• Derek McCormack is vice-chancellor of the Auckland University of Technology.
This week Auckland University of Technology is celebrating 4500 new graduates at a time that has seen a lot of media interest in the value of getting a university degree. We've read open letters from employers saying you don't need a degree to get a job. And research from an industry training organisation saying that you can do as well with a trade as a degree, and maybe better.
I think the point that is missed in all this is that most people don't wish to, or attempt to, go to university, and that is as it should be. University isn't for everyone. Twice as many young people don't go to university as go. So the idea that you don't need to go to university to get a job is really just stating what is obviously the case, rather than a startling new insight.

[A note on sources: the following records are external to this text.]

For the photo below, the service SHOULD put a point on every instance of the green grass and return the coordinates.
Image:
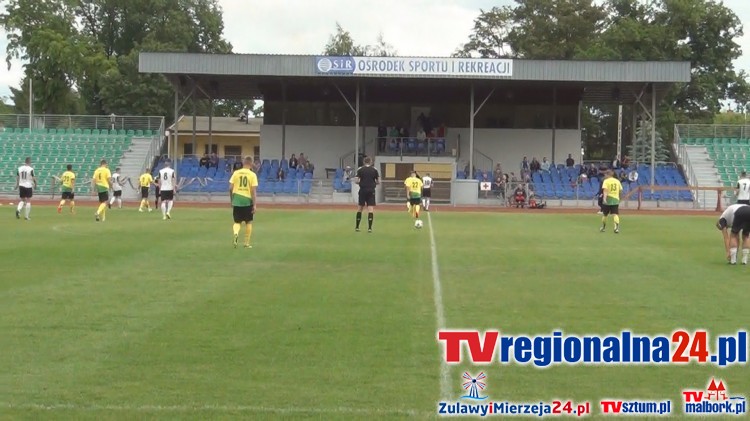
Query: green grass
(138, 318)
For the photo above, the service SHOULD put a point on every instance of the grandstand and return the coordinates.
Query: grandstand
(51, 149)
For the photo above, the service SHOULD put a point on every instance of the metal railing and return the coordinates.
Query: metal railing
(411, 146)
(738, 131)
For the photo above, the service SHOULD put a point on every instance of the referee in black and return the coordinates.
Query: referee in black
(367, 178)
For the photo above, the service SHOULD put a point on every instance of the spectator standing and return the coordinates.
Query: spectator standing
(743, 189)
(545, 164)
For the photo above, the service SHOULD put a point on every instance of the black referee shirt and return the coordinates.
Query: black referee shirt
(368, 177)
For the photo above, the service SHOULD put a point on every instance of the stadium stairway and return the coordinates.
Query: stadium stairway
(706, 174)
(131, 163)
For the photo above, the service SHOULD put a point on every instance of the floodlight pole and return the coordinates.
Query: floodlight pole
(653, 135)
(471, 135)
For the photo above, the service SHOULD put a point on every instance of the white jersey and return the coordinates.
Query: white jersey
(116, 185)
(743, 185)
(166, 179)
(25, 176)
(728, 214)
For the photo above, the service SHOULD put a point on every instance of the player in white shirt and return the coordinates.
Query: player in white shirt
(25, 183)
(426, 192)
(167, 187)
(117, 182)
(743, 189)
(724, 224)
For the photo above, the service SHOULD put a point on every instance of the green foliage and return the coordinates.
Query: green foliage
(704, 32)
(85, 53)
(341, 43)
(640, 151)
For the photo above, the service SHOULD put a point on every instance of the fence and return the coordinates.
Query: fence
(83, 122)
(690, 131)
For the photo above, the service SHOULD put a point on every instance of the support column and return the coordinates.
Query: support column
(554, 121)
(470, 176)
(653, 134)
(211, 126)
(195, 114)
(356, 129)
(283, 119)
(173, 153)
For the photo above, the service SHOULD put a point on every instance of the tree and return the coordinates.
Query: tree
(381, 48)
(341, 43)
(640, 151)
(90, 48)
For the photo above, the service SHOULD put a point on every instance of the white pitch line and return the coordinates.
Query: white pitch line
(439, 313)
(211, 408)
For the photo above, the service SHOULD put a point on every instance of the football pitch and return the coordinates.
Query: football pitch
(140, 318)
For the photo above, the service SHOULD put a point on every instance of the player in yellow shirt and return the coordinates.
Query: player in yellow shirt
(68, 180)
(242, 189)
(611, 189)
(145, 181)
(413, 186)
(100, 184)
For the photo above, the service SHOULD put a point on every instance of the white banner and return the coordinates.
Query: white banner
(415, 66)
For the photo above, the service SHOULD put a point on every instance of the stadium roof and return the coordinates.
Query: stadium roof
(244, 76)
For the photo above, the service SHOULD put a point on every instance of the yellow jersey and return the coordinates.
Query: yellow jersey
(101, 179)
(68, 179)
(414, 184)
(242, 183)
(145, 179)
(613, 188)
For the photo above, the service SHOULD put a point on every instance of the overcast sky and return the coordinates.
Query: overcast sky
(413, 27)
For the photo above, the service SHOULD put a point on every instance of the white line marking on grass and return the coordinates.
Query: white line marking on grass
(212, 408)
(439, 314)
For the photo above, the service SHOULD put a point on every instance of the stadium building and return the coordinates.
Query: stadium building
(478, 113)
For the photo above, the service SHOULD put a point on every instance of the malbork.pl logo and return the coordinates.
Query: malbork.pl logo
(714, 400)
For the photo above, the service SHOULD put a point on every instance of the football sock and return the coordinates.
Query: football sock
(248, 233)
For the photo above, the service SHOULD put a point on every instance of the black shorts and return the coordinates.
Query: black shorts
(167, 195)
(741, 221)
(366, 197)
(242, 214)
(25, 192)
(610, 209)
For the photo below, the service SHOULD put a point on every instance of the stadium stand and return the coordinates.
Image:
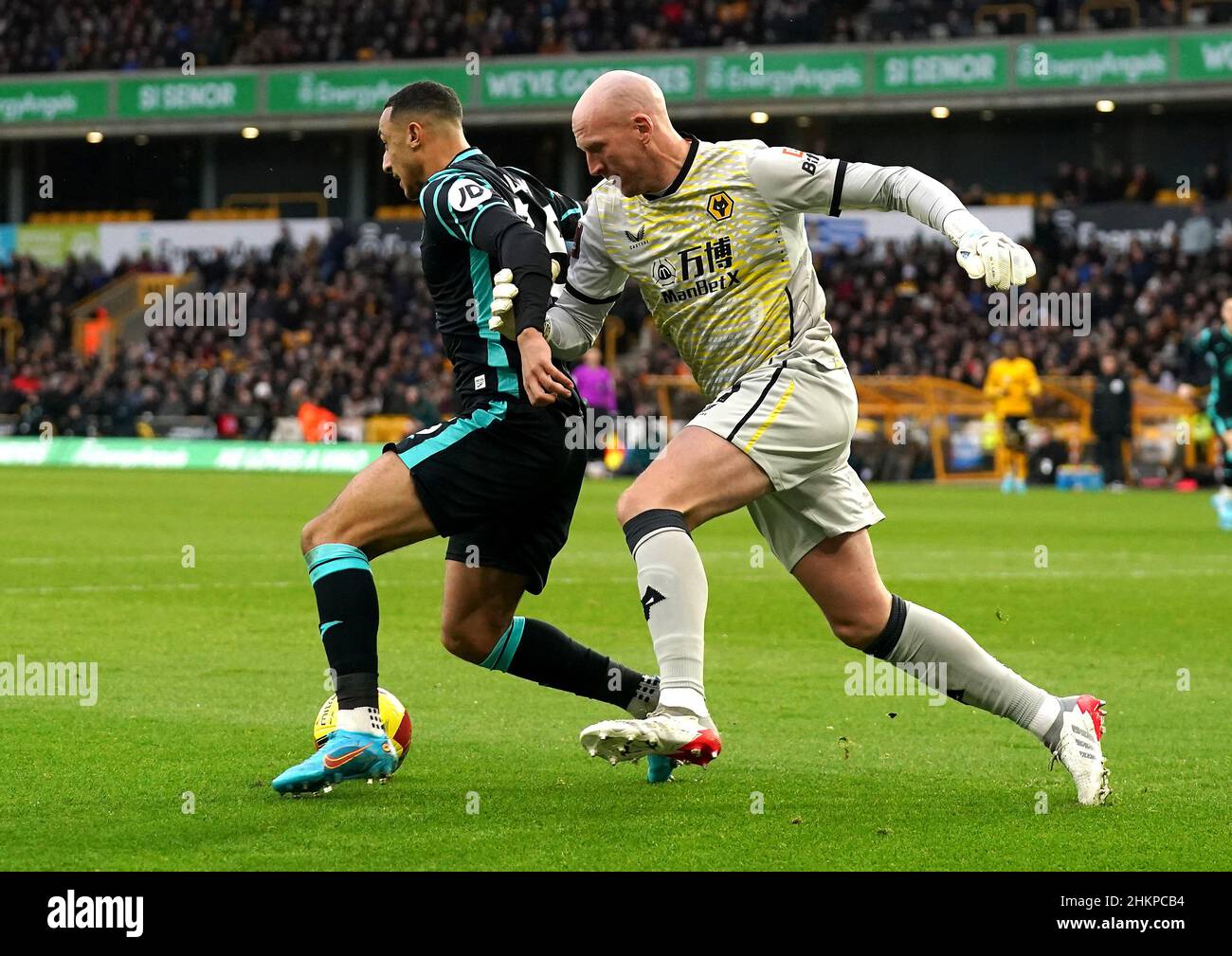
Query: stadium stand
(353, 332)
(41, 36)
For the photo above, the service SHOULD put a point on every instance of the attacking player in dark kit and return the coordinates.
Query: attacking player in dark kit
(499, 480)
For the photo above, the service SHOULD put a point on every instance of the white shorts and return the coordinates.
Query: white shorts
(795, 418)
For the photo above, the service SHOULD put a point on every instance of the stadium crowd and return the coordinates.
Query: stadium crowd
(38, 36)
(350, 329)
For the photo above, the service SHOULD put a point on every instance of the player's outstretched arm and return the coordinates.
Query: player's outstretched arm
(468, 209)
(591, 286)
(796, 181)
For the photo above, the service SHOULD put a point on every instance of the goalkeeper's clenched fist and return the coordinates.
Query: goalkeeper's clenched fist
(503, 294)
(996, 258)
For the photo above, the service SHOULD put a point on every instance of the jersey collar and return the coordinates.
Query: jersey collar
(464, 154)
(680, 175)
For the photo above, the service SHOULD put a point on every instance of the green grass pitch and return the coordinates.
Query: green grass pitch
(209, 677)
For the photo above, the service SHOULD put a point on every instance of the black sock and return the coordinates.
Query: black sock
(346, 602)
(537, 651)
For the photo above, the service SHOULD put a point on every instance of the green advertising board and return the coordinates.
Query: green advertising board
(1204, 57)
(52, 244)
(222, 95)
(941, 69)
(1093, 63)
(738, 77)
(547, 84)
(168, 454)
(53, 99)
(353, 90)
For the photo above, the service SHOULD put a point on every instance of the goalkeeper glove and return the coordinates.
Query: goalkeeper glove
(996, 258)
(503, 294)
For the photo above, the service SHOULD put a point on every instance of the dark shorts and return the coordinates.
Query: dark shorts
(500, 484)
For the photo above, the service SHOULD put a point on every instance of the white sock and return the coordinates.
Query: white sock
(672, 582)
(936, 651)
(685, 697)
(360, 720)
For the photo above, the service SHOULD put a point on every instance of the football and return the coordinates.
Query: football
(393, 716)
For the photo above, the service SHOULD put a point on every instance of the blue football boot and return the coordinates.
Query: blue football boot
(345, 755)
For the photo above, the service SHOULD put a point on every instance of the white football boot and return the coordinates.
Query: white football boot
(1082, 727)
(669, 732)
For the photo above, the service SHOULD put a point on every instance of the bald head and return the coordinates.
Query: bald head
(621, 123)
(621, 95)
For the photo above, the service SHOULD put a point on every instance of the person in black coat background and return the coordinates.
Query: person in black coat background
(1112, 415)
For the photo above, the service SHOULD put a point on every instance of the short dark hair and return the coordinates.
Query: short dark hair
(427, 97)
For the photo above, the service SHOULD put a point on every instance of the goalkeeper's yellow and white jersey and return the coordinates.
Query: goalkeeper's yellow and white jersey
(721, 257)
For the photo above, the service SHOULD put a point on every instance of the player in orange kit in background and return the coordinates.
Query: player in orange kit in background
(1011, 384)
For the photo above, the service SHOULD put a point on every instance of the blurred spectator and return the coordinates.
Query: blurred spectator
(42, 36)
(1112, 414)
(595, 382)
(1198, 233)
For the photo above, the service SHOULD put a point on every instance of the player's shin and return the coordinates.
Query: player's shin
(934, 649)
(346, 602)
(537, 651)
(672, 582)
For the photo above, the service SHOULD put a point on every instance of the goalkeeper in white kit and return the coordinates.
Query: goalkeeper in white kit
(714, 235)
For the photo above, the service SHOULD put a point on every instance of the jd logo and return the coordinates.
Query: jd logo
(466, 195)
(719, 206)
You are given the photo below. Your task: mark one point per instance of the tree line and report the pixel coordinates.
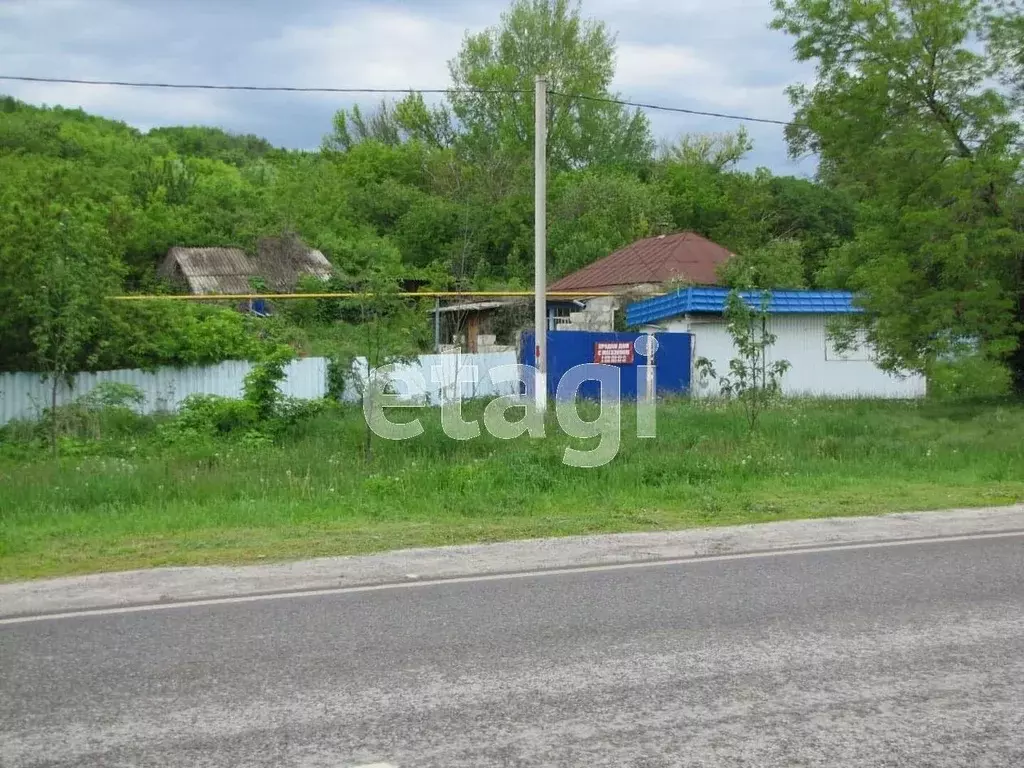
(913, 117)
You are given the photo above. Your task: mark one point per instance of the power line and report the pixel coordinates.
(215, 87)
(325, 89)
(680, 110)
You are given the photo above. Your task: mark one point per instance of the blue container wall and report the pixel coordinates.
(569, 348)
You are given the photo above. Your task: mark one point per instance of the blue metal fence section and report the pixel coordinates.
(700, 299)
(569, 348)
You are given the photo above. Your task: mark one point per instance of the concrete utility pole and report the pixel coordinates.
(541, 241)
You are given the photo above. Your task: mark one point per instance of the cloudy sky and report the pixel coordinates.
(716, 56)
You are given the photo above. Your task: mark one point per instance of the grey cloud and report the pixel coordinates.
(743, 66)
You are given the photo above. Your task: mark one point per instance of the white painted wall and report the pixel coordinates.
(436, 377)
(25, 395)
(816, 369)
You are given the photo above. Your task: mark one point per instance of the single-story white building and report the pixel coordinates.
(800, 322)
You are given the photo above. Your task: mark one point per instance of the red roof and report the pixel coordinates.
(652, 260)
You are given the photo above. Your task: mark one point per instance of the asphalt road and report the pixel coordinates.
(908, 654)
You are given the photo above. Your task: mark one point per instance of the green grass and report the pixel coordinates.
(133, 502)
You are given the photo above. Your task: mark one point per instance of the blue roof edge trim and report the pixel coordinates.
(699, 299)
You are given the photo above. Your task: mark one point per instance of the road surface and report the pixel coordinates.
(907, 654)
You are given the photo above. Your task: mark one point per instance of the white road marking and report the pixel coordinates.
(696, 560)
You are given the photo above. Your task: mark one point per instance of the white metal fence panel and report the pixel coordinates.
(440, 378)
(24, 395)
(435, 378)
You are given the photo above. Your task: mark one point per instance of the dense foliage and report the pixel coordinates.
(913, 116)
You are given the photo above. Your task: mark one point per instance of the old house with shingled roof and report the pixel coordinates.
(280, 262)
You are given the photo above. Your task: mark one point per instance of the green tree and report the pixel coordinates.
(595, 213)
(913, 113)
(717, 151)
(493, 88)
(776, 264)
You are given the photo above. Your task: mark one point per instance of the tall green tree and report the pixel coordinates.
(913, 111)
(493, 87)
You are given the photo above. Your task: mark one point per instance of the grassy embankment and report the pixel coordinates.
(133, 500)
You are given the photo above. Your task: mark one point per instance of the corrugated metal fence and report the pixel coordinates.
(25, 395)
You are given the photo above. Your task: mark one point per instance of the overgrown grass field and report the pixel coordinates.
(124, 501)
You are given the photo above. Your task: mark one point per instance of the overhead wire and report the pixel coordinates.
(329, 89)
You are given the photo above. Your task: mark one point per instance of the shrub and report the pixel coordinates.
(213, 414)
(261, 383)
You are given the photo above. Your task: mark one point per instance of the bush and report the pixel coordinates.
(969, 378)
(108, 410)
(213, 414)
(261, 383)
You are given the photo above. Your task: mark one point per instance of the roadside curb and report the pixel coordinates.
(187, 584)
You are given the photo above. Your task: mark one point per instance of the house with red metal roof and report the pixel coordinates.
(631, 272)
(641, 267)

Furthermore, the employers preaching this gospel are doing so in a buoyant employment market at a time that it is hard for them to find employees. They need employees right now, not after they've spent three or four years getting a degree, and it might be in their interests for more people to seek employment in certain types of work, rather than going on to years of study.
However, society needs graduates and encouraging young people to rule out university is short-sighted. Nurses, dentists, doctors, health professionals of all kinds, analysts, accountants, engineers, technologists, designers, teachers, social workers, scientists, lawyers amongst many others need the education they get at university and the qualification they end up with in order to practise their profession.